Still, those implications were something he could think of more in the future when he wasn't trying to survive on this one planet. If he wanted to get off this planet without fear of being destroyed, he'd need guns. Lots of guns. The eldar were the only ones with guns that he could maybe acquire and copy the designs of for himself. True, most of their weapons were non-lethal so they could gather slaves, but he was sure he could modify them well enough so that they killed rather than maimed and tortured.

He had his plan and he'd soon have his army.

48 Hours Later

Archon Draenei chuckled to himself as another jetbike flashed by, sending another Mon'keigh tumbling into his raider, moaning in delicious, if muted, anguish. This last month had been a good harvest for the Kabal of the Severed Hope. After the disaster caused by his predecessor's arrogance, they'd nearly been destroyed entirely by his rivals. It had been Draenei's own cunning that had allowed themselves to rebuild enough that they could once more engage in these raids.

Shyrrek had been a fool using such advanced orks against his foes. He'd been killed just as much by his own hubris as by the ork killsaws when they'd teleported onto his craft.

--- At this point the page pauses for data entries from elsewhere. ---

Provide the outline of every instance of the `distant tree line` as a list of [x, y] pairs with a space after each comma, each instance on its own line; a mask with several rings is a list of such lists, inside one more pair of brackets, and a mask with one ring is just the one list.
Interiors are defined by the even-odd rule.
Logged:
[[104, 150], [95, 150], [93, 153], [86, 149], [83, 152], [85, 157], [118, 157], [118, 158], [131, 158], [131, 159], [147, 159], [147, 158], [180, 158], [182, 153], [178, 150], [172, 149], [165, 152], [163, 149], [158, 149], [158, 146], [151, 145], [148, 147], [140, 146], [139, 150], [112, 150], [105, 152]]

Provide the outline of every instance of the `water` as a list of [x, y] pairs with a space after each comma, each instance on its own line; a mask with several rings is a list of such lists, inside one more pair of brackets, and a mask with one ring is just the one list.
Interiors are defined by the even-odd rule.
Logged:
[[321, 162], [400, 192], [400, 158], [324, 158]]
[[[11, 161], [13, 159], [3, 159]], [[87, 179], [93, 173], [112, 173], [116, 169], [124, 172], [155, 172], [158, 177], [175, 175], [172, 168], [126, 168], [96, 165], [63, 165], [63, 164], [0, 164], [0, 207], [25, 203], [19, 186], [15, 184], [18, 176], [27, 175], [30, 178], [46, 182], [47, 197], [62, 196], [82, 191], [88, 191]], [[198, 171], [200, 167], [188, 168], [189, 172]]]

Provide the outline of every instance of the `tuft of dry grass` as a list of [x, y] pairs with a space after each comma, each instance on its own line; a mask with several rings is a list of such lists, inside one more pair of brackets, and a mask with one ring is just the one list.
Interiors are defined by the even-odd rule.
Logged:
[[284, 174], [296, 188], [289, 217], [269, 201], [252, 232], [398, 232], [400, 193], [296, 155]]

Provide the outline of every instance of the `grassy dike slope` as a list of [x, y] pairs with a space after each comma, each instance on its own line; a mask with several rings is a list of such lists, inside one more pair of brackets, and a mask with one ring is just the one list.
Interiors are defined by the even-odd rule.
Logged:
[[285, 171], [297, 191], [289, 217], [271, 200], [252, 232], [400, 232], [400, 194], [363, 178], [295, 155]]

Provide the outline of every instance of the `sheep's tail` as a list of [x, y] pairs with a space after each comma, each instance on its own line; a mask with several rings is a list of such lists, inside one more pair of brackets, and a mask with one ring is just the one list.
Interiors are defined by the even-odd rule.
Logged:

These orks were far more primitive, their most advanced 'tek' were their firearms, which were barely functional as it was. They had been just advanced enough that they could handily break the planetary garrison. A well-placed bombardment from the orbiting corsair had seen their Boss and their unity both die, along with around half their numbers. True, they'd repopulated as Orks were wont to do, but they were fractured into three tribes, the names of which Draenei hadn't bothered to learn.

As long as they remained fractured, they were of no threat to anyone, least of all him. Even if a new boss emerged from among them, another bombardment would take care of that as easily as the last, he was sure. And all the while, they could continue their harvest of this city, enjoying the anguish of those that remained below before they finally moved on and left them to be overrun by the Orks.

Yes, it had been a good month, one made even better by the presence of their silent observers. They'd appeared nearly three planetary cycles ago, flying high above them. At first, Draenei had simply watched them and had his corsair report their movements. The aircraft were small, unarmed and unmanned, not much of a threat in and of themselves even if they tried to physically ram them in suicide attacks. They'd emerged from the forest, yet there was only a single structure there, some kind of factory that had gone silent for several hours afterwards. It had then produced a few dozen larger aircraft that he'd immediately been wary of, at least until they began flying off towards the ocean and he quickly put them out of mind.

Still, his forces appreciated the fact their work was being watched. It made it much more fun and more than one of them had flown up to show off their captures to the spies. Drazhan, the first one to do this, had immediately killed his prey, much to Draenei's chagrin, but he couldn't deny the pleasure he got from imagining the despair of whoever was watching. Given they hadn't responded to their provocations, it seemed unlikely these hidden watchers would do much more than just that. And the Drukhari loved an attentive audience.

Draenei chuckled again, leaning back into his throne and closing his eyes as he drank in the suffering around him. He only opened them when a low humming noise began to grow louder and louder. He turned his gaze to the south, where the structure had been, and his eyes went wide.